Two-step PCRs were performed for the purified DNA samples to obtain sequence libraries. The first PCR was performed using a 16S (V3–V4) Metagenomic Library Construction Kit for NGS (Takara Bio Inc., Kusatsu, Japan) with the primer pairs: 341 F, 5′-TCGTCGGCAGCG TCAGATGTGTATAAGAGACAGCCTACGGGNGGCWGCAG-3′; and 806 R, 5′-GTCTCGTGGGCTCGGAGATGTGTATAAGAG ACAGGGACTACHVGGGTWTCTAAT-3′ which correspond to the V3–V4 region of the 16S rRNA gene. The second PCR was performed to add the index sequences for Illumina sequencer with barcode sequence using the Nextera XT Index kit (Illumina, San Diego, CA). The prepared libraries were subjected to sequencing of paired-end 300 bases using the MiSeq Reagent Kit v3 on the MiSeq (Illumina) at the Biomedical Center, Takara Bio.
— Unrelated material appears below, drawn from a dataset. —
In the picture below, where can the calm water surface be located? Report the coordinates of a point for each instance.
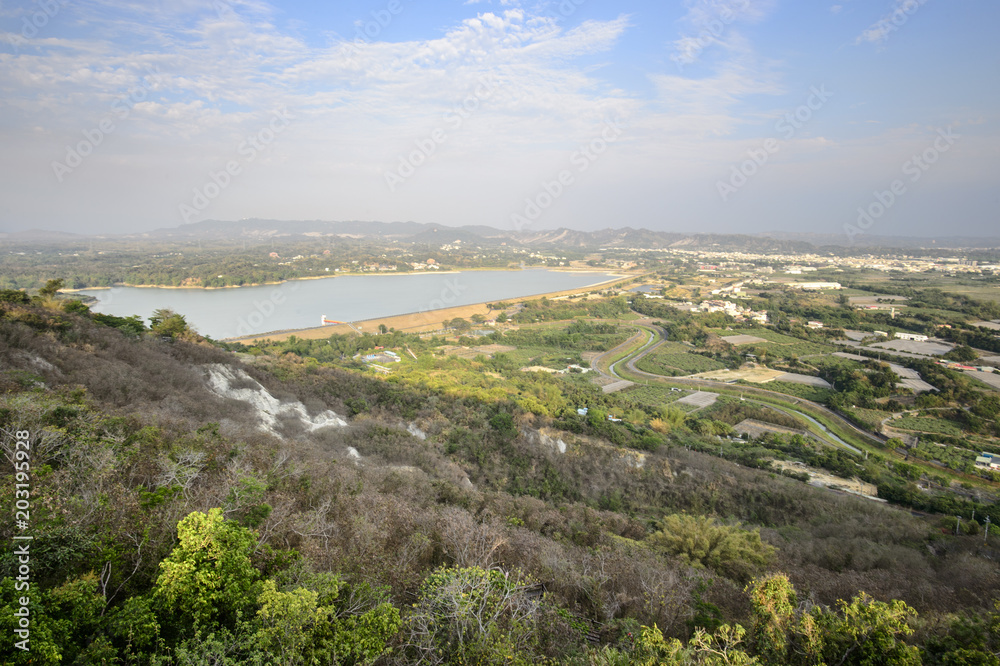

Data processing of 16S rRNA sequences

After demultiplexing of 16S sequence reads, paired-end reads were joined using the fastq-join program as in previous studies[20]. Reads with an average quality value < 25 and inexact matches to both universal primers, which totally accounted for 43–44% of all reads, were removed. Among the filter-passed reads, 3,000 reads per sample were randomly chosen and used for the analysis.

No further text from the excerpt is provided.